Computer tax repeal hinges on replacing ‘phantom’ revenue

Lawmakers reacted sympathetically to the strong case made at recent General Assembly committee hearings by the GBC and other business advocates who urged the repeal of the computer services tax. However, with less than three weeks remaining in the session, the ultimate outcome of the tax repeal effort remains in doubt.

While there is much agreement among lawmakers that the tax should be repealed, the prevailing consensus appears to be that a replacement source must be found for the $214 million in revenue to the state that the tax was estimated to generate.

The irony of this logic is frustrating. In effect, the repeal of the computer services tax is being held hostage because of phantom revenue that will likely not be realized. There is universal agreement among industry experts and economists that the $214 million revenue estimate is enormously overstated. If allowed to take effect on July 1, the computer tax would yield little, if any, revenue because IT businesses would take steps to avoid it by shifting computer services divisions elsewhere or by moving out of the state entirely.

One revenue replacement option that has recently been discussed would be to draw millions from the state’s Transportation Trust Fund. This is another source of frustration for the GBC. It seems bafflingly inconsistent to us. One week lawmakers are moving a bill to reduce greenhouse gases and find solutions to global warming, and the next week they’re suggesting an action that would promote more traffic congestion.

Maryland’s elected officials must resist the temptation to use the Transportation Trust Fund as the option of first resort to fill operating budget holes — something for which previous administrations have been consistently criticized. That’s why the GBC supports putting a fiscal “firewall” around the trust fund.

Meanwhile, Senate Bill 1004, introduced by Baltimore City Senator Verna Jones, D-44th, is viewed by some as a likely trade-off for repeal of the computer tax. The bill would raise the income tax rates for taxpayers earning $750,000 or more. The rate increases would expire after the 2012 tax year.

The GBC has serious concerns that this kind of income tax rate increase, combined with the accompanying “piggy-back” local income tax rate increase, could have its own substantial damaging impact on Maryland’s business climate. The GBC has recommended that legislators first consider additional cuts in the budget. Additionally, we have continued to advocate for substituting a 6 or 7-cent gas tax increase.

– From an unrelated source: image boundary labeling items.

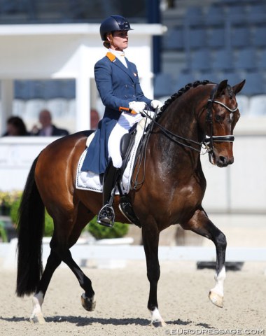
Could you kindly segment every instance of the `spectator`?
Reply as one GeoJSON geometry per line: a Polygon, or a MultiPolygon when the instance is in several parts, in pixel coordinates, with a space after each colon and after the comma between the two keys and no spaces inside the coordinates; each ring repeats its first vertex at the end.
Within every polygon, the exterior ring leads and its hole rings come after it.
{"type": "Polygon", "coordinates": [[[39,135],[41,136],[64,136],[69,135],[69,132],[66,130],[57,128],[52,124],[52,115],[50,111],[44,109],[41,111],[38,115],[38,121],[41,125],[41,128],[34,126],[31,134],[33,135],[39,135]]]}
{"type": "Polygon", "coordinates": [[[25,124],[20,117],[12,116],[6,120],[6,132],[3,136],[21,136],[30,135],[27,131],[25,124]]]}
{"type": "Polygon", "coordinates": [[[97,130],[99,120],[99,113],[94,108],[90,110],[90,130],[97,130]]]}

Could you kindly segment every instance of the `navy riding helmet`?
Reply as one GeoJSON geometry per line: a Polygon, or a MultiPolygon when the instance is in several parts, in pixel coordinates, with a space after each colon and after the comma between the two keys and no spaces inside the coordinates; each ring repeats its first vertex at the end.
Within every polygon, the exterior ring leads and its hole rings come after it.
{"type": "Polygon", "coordinates": [[[111,15],[105,19],[100,27],[100,34],[102,41],[105,41],[106,34],[111,31],[119,30],[134,30],[130,28],[130,22],[123,16],[111,15]]]}

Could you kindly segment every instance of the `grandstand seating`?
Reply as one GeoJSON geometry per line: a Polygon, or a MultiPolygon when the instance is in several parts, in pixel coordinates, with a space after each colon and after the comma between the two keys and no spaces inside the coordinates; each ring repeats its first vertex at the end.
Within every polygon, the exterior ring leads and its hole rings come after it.
{"type": "MultiPolygon", "coordinates": [[[[5,3],[5,13],[8,13],[12,10],[11,2],[6,0],[5,3]]],[[[178,0],[176,3],[178,15],[176,20],[173,20],[172,14],[167,21],[164,13],[162,13],[162,23],[168,27],[167,32],[162,38],[162,52],[171,53],[172,59],[176,55],[178,71],[174,74],[168,69],[166,74],[161,72],[155,76],[154,96],[169,96],[196,80],[209,79],[218,83],[228,79],[230,85],[234,85],[246,78],[239,104],[242,115],[252,115],[253,106],[259,104],[262,106],[261,102],[264,102],[258,98],[258,103],[253,97],[266,94],[265,0],[190,1],[195,6],[183,1],[181,9],[178,0]],[[251,100],[255,102],[252,104],[251,100]]],[[[167,64],[164,66],[167,68],[167,64]]],[[[18,114],[22,109],[27,110],[27,113],[31,116],[33,112],[27,102],[35,99],[34,106],[40,106],[40,102],[43,100],[46,105],[48,101],[50,104],[53,102],[54,106],[57,106],[55,108],[56,114],[60,115],[58,106],[61,106],[65,109],[65,113],[71,115],[75,91],[74,80],[16,81],[14,109],[18,114]]],[[[254,112],[255,114],[265,113],[254,112]]]]}

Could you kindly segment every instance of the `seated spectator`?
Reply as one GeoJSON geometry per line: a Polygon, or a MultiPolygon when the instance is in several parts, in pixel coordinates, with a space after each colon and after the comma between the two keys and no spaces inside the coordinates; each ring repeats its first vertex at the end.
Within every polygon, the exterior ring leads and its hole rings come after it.
{"type": "Polygon", "coordinates": [[[22,136],[30,135],[27,131],[25,124],[20,117],[12,116],[6,120],[6,132],[3,136],[22,136]]]}
{"type": "Polygon", "coordinates": [[[52,115],[50,111],[44,109],[41,111],[38,115],[38,121],[41,125],[41,128],[34,126],[31,130],[32,135],[39,135],[41,136],[64,136],[69,135],[69,132],[66,130],[57,128],[52,124],[52,115]]]}
{"type": "Polygon", "coordinates": [[[90,130],[97,130],[99,120],[99,113],[94,108],[90,110],[90,130]]]}

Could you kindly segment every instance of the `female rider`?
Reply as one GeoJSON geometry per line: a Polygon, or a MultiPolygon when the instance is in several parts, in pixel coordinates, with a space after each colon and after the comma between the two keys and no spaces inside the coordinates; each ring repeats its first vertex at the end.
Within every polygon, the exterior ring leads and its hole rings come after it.
{"type": "Polygon", "coordinates": [[[122,136],[142,118],[141,112],[161,107],[162,103],[146,97],[139,84],[136,65],[125,57],[124,50],[128,46],[129,22],[122,16],[111,15],[100,26],[106,55],[94,66],[95,81],[101,99],[105,106],[104,115],[88,149],[88,160],[84,161],[82,170],[96,174],[104,173],[103,203],[97,222],[113,226],[114,211],[111,196],[116,185],[122,158],[120,142],[122,136]],[[136,114],[125,112],[130,108],[136,114]]]}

However, if the only option for getting the computer tax repealed is the income tax “poison pill,” the GBC would reluctantly support a temporary higher-earner income tax rate increase if it is limited to no more than three years. To view the GBC’s position statement on this issue, click here.

Arguably, it would be marginally preferable to impose a temporary income tax surcharge, similar to the one enacted during the economic downturn of the early 1990s, than to tax an entire growth industry out of the state.